As those of you who have followed my turbulent relationship with WikiLeaks and its Guru-In-Chief Julian Assange know, I am first in line when it comes to distancing myself from his brand of transparency without government checks and balances. You don't have to embrace Assange as a kindred spirit to believe that what he did in publishing those cables falls under the protection of the First Amendment. The backroom pressures by the Obama Administration's State Department to expand its financial blockade targeting WikiLeaks to include news organizations that host information from their trove of pilfered documents goes too far.
The first Twitter accounts to tweet a link to the story were @WikiLeaks and @AnonyOps, which is suspicious, to say the least. But Keller's fellow journalists fell for it quickly. Even NY Times tech columnist Nick Bilton tweeted a link, writing, "Important piece by @nytkeIler defending @WikiLeaks and a plea to protect the First Amendment."

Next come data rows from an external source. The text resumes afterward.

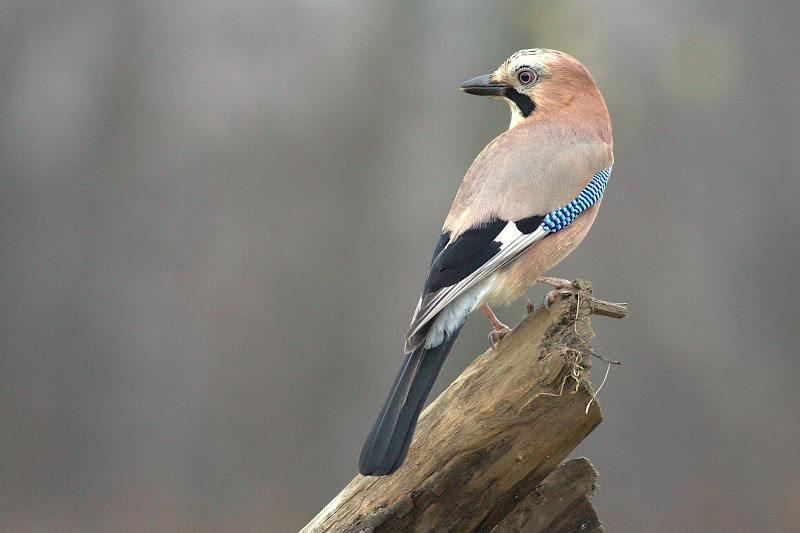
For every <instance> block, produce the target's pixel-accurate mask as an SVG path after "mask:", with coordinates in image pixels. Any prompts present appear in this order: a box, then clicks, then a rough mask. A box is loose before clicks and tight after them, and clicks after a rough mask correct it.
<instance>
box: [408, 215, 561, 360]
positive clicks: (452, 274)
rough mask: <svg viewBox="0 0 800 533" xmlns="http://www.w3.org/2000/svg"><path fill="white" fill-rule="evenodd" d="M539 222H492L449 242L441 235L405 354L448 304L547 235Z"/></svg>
mask: <svg viewBox="0 0 800 533" xmlns="http://www.w3.org/2000/svg"><path fill="white" fill-rule="evenodd" d="M542 220H544V216H540V215H536V216H532V217H528V218H525V219H522V220H517V221H506V220H502V219H499V218H495V219H492V220H490V221H489V222H487V223H485V224H482V225H480V226H478V227H475V228H470V229H468V230H466V231H464V232H463V233H461V234H460V235H459V236H458V237H457V238H456V239H454V240H453V241H452V242H451V241H450V235H449V232H445V233H444V234H442V236H441V238H440V239H439V243H438V244H437V253H435V254H434V257H433V261H432V262H431V267H430V270H429V271H428V277H427V279H426V280H425V287H424V289H423V291H422V296H421V297H420V300H419V304H418V305H417V310H416V312H415V313H414V318H413V319H412V321H411V326H410V328H409V330H408V333H407V334H406V345H405V350H406V352H409V351H411V350H413V349H415V348H416V347H418V346H420V345H421V344H422V343H423V342H424V339H425V335H426V333H427V330H428V328H429V327H430V323H431V320H432V319H433V318H434V317H435V316H436V315H437V314H438V313H439V312H440V311H441V310H442V309H444V308H445V307H446V306H447V305H448V304H450V303H452V302H453V300H455V299H456V298H457V297H458V296H460V295H461V294H464V292H465V291H467V290H468V289H470V288H471V287H473V286H475V285H476V284H478V283H479V282H481V281H483V280H485V279H486V278H487V277H489V276H491V275H492V274H493V273H494V272H496V271H497V270H498V269H500V268H502V267H504V266H505V265H507V264H509V263H510V262H512V261H513V260H514V259H516V258H517V257H519V255H520V254H522V253H523V252H525V250H527V249H528V248H530V247H531V246H533V245H534V244H536V243H537V242H539V241H540V240H541V239H543V238H544V237H545V236H546V235H547V234H548V233H550V232H549V231H548V230H546V229H543V228H542V227H541V223H542Z"/></svg>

While the exact origin of the hoax is still unknown, some of the words were allegedly Keller's. GigaOM reporter Matthew Ingram tweeted—
interesting — whoever wrote that fake op-ed allegedly by @nytkeller used a couple of chunks from his email to me
At the moment no one is taking credit. And no one is denying credit more loudly than Keller, who wrote, "THERE IS A FAKE OP-ED GOING AROUND UNDER MY NAME, ABOUT WIKILEAKS. EMPHASIS ON 'FAKE. 'AS IN, NOT MINE."